The View From Hillbilly Country
I took me a little tour of hillbilly country this week. First up was a client in West Jefferson, NC, where the dominant industry is Christmas tree farming. That made for an interesting landscape, actually — it’s really pretty country up there, with scattered lots of pine trees growing in neat rows on the hillsides. It must be beautiful up there when the snow falls. I also saw quite the unique sight while I was up there: at the side of the road, framed by tree-covered mountains on all sides, hundreds of miles from the nearest ocean, parked on a wooden frame with no trailer in sight, was a 25-foot sailboat with a For Sale sign propped against it. Wacky.
Of course I didn’t get any pictures of any of that. But I did get pictures at my hotel in nearby Boone, NC.

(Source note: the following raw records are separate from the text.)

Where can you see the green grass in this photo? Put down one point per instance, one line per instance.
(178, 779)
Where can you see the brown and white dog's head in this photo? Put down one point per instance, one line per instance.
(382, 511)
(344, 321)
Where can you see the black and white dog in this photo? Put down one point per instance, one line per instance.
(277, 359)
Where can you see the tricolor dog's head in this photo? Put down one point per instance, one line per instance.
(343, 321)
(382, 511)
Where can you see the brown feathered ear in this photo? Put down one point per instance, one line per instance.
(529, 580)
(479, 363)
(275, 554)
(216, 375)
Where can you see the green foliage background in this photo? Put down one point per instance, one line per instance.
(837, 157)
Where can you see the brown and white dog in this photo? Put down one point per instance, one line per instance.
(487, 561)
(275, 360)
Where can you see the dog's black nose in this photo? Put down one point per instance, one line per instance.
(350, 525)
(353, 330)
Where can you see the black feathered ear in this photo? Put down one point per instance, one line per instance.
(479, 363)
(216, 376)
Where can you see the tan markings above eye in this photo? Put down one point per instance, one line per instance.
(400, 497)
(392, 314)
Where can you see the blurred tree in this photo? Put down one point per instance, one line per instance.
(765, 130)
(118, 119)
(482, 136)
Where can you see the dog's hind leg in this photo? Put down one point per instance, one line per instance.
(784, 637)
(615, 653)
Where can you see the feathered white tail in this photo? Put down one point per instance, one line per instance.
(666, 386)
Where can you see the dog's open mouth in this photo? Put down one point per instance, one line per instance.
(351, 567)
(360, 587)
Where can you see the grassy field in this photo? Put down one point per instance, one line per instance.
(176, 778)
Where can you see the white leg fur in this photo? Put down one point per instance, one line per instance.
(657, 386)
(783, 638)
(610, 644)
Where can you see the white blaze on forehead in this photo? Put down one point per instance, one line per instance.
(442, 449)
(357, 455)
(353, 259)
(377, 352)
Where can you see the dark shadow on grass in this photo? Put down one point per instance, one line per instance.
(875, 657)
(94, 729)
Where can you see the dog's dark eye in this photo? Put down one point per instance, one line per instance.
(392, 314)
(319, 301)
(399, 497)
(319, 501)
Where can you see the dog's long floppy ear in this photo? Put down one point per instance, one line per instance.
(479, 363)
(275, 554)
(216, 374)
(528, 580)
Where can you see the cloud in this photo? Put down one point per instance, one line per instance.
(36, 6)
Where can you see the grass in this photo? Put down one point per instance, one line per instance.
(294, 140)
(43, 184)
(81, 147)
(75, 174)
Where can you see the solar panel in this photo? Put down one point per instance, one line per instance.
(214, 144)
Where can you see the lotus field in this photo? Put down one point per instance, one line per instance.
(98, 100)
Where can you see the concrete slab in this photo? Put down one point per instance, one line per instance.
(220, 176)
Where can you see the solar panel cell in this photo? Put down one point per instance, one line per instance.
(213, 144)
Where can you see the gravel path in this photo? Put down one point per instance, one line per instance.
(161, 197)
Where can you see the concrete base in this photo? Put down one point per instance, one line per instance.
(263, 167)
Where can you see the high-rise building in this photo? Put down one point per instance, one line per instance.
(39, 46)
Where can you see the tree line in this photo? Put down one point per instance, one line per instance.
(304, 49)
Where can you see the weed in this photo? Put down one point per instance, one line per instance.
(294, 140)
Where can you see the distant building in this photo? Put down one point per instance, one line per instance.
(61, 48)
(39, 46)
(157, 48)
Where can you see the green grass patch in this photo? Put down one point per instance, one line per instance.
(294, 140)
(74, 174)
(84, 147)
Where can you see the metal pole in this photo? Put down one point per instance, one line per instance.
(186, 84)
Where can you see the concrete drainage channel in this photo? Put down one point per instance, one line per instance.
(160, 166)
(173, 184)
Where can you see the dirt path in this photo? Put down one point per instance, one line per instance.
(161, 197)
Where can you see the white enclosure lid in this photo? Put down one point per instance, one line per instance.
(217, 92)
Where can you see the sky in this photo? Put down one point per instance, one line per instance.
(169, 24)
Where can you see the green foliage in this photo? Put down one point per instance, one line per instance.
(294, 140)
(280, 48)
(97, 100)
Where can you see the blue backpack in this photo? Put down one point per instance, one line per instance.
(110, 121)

Following North Carolina, I was set to work with some clients in Kentucky, but they cancelled, so I got to come home early. I still had to go to Kentucky, though, because it was cheaper to go home early from there than from North Carolina, so I flew to Louisville and spent the night in a complete dump of a hotel — it was so bad that the cab driver warned me to “Watch yourself’ on the ride over from the airport. Nice. I stayed here for about five hours, then caught the first flight out for Los Angeles at 6:40 a.m. — and then went into the office until about 4:00, which made for a roughly 18 hour day. Nice.
Here’s the room:
And here’s the view:
Trust me when I tell you that there’s a high likelihood that hookers and drug dealers are somewhere in the background — in both pictures.